Gradually Cynthia increases the length of time of my submersions, and she twists and turns my body during the interval when I am fully submerged.  This causes me no alarm whatsoever.  In fact, I am amazed that I am able to stay immersed without breathing for thirty or forty seconds without any panic or any gasping for breath when my face breaks the surface.

At this point, I imagine that I am dying.  The spaces of non-breathing now appear to me as the natural situation of someone whose body is giving out.  I remember this as being the way my father died.  He was asleep or in a coma at the time.  He would take a few slow breaths and then stop breathing.  After a pause of five seconds, he would then take another series of unhurried breaths before he stopped breathing again.  The breathing after the pauses was seemingly without effort and without panic.  Very gradually, over a period of a half-hour, the pauses between the times of breathing became longer and longer, until, at one point, the pause becomes interminable.  At that moment, my father was dead. 

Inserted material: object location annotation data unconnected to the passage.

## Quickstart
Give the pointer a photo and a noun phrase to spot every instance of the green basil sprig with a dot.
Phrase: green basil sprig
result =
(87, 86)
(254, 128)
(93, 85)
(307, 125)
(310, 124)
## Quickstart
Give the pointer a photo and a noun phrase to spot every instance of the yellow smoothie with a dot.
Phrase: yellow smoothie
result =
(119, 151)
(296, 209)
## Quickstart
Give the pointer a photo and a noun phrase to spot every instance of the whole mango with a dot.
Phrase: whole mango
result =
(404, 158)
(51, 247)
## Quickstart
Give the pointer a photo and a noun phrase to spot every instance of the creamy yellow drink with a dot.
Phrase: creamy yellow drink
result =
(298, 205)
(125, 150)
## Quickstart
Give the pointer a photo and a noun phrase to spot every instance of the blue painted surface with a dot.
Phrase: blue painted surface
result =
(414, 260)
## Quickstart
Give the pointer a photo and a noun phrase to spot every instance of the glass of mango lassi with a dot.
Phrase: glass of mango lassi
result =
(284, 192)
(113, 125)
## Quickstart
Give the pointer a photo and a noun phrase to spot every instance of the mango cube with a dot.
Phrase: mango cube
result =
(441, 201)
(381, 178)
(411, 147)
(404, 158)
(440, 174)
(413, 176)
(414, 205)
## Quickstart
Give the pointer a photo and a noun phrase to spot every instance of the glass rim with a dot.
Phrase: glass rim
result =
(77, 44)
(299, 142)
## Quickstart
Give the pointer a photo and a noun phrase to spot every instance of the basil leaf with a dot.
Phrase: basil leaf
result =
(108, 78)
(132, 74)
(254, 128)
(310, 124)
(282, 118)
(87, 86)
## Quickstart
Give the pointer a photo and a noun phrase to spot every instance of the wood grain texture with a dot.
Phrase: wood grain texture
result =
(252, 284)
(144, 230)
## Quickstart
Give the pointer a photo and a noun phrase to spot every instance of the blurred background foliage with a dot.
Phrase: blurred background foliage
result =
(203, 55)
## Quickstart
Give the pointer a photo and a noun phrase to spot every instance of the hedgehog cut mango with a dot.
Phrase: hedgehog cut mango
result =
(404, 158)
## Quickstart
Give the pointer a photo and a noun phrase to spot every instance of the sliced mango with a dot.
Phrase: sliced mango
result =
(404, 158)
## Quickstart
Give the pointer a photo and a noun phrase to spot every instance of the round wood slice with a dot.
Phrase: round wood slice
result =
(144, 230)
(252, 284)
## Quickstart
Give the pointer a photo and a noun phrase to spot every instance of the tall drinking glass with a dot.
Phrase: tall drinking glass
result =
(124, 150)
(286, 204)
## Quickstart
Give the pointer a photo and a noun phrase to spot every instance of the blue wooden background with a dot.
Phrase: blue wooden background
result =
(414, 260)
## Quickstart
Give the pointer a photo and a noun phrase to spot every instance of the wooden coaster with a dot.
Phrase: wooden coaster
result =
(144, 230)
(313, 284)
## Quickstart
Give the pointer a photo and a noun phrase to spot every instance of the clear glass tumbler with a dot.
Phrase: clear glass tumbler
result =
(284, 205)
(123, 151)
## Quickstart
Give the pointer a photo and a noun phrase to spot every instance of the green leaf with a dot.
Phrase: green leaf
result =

So, with these thoughts in my mind, I fantasize that Cynthia is the Angel of Death who has come to initiate me into the final stage of dying.  The "Angel of Death" is the serene and beautiful naked woman with wings whose life-size image stands in the Italian cemetery that I visited ten years ago.  I have a picture of this Angel (as shown here) on the wall in my bedroom. Hence, I have no difficulty imagining Cynthia as my Angel of Death.  Likewise, the rhythms of breathing and the non-breathing were an effortless and natural imitation of the way that my father died. The lengthening of the pauses between the times of breathing was equally natural and unrushed.  "So this is what it is like to die," I say to myself.   So easy, so compelling, and so comforting, since everything is guided by the presence of such a beautiful Angel.